In November 2014, SIAC and the Singapore International Mediation Centre (SIMC) launched the Arbitration-Mediation-Arbitration Protocol. Arb-Med-Arb is a two-tiered mechanism whereby a dispute is referred to arbitration before mediation. If the parties are able to settle their dispute through mediation, the mediated settlement may be recorded as a consent award thereby allowing international enforceability under the New York Convention.
The mediation landscape in Singapore today is vibrant. We have an active mediator community in Singapore, and there continues to be growing interest in mediation. The coming into force of the Singapore Convention on Mediation in 2020 has given mediation a boost by strengthening the international enforceability of mediated settlements. Commercial parties are now more willing to give mediation a try for their cross-border disputes, and we can see that from the Singapore International Mediation Centre’s growing caseload.

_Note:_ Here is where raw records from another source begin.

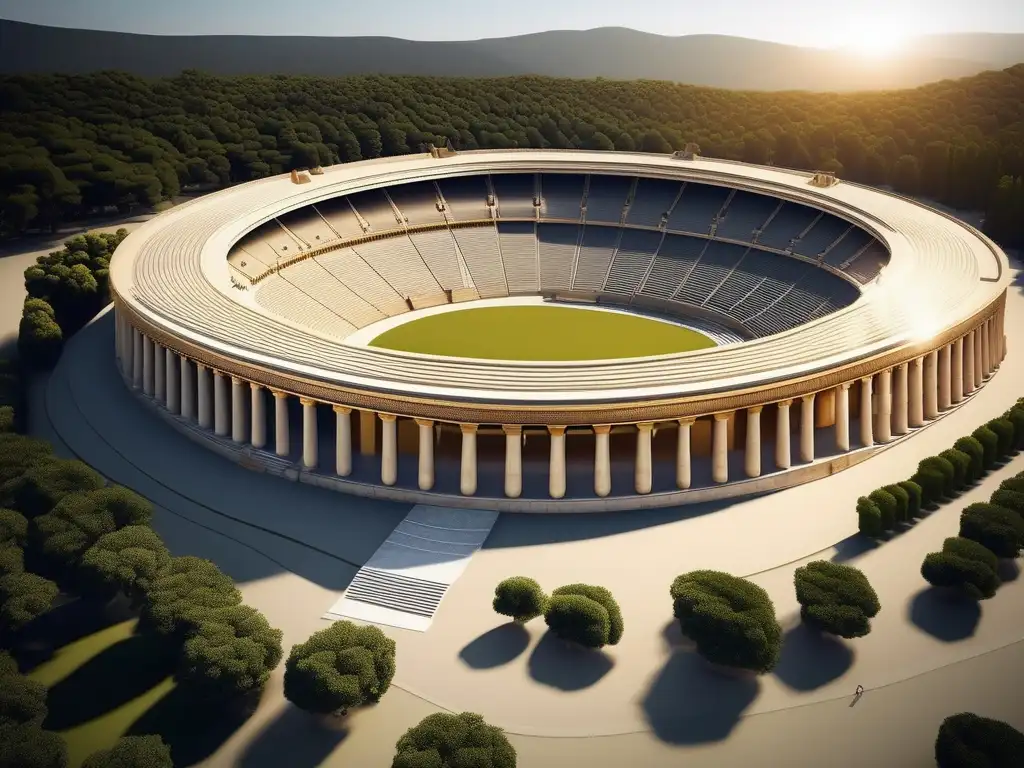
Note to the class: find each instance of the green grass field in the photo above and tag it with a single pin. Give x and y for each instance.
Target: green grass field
(540, 333)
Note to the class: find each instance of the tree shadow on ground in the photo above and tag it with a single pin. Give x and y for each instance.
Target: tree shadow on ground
(811, 658)
(192, 726)
(945, 616)
(566, 666)
(294, 738)
(496, 646)
(689, 702)
(117, 675)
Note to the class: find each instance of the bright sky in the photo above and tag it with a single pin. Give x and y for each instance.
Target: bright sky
(870, 24)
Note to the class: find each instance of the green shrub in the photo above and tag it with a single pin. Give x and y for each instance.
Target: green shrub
(967, 740)
(731, 620)
(1004, 429)
(990, 443)
(887, 505)
(132, 752)
(869, 517)
(338, 668)
(603, 598)
(444, 740)
(963, 564)
(993, 527)
(836, 598)
(520, 598)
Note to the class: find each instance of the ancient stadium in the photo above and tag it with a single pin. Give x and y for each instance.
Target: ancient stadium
(545, 331)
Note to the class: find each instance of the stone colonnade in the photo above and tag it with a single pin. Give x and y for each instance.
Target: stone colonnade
(891, 402)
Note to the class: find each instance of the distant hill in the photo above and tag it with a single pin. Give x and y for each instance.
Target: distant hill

We also see that mediation is developing in other jurisdictions, and many are enacting legislation to provide support for the process. I believe we will continue to see development in this space.
FICL: What are your insights regarding the recently passed Indian Mediation Act of 2023?
Gloria Lim: The passage of the Indian Mediation Act of 2023 is a significant development, reflecting India's commitment to providing a comprehensive framework supporting alternative dispute resolution mechanisms, and giving users a range of useful dispute resolution options. Mediation supports a collaborative approach to dispute resolution, and will be useful for example for disputes where parties have an ongoing relationship which they wish to preserve, or want the flexibility to explore solutions that may not be covered by the contractual terms.
FICL: Are there any specific routines or activities you would suggest young lawyers consistently undertake to enhance their expertise in the arbitration field?
Gloria Lim: Developing expertise in the field of arbitration is a dynamic journey that involves a combination of learning, practical experience, and forming deep networks. For young lawyers aspiring to enhance their proficiency in arbitration, I would suggest that they develop a lifelong interest in learning and regularly read legal publications, journals, and updates on international arbitration to stay informed about recent developments, landmark cases, and emerging trends.
Participating in arbitration conferences, seminars, and workshops is also important for younger practitioners to learn from experts, gain insights into best practices, and interact with other practitioners.
There are a number of arbitration courses that are particularly useful for younger practitioners in gaining a comprehensive understanding of arbitration principles, procedures, and best practices.
I think that by incorporating these routines and activities into their professional development, young lawyers can build a strong foundation and expertise in the field of arbitration.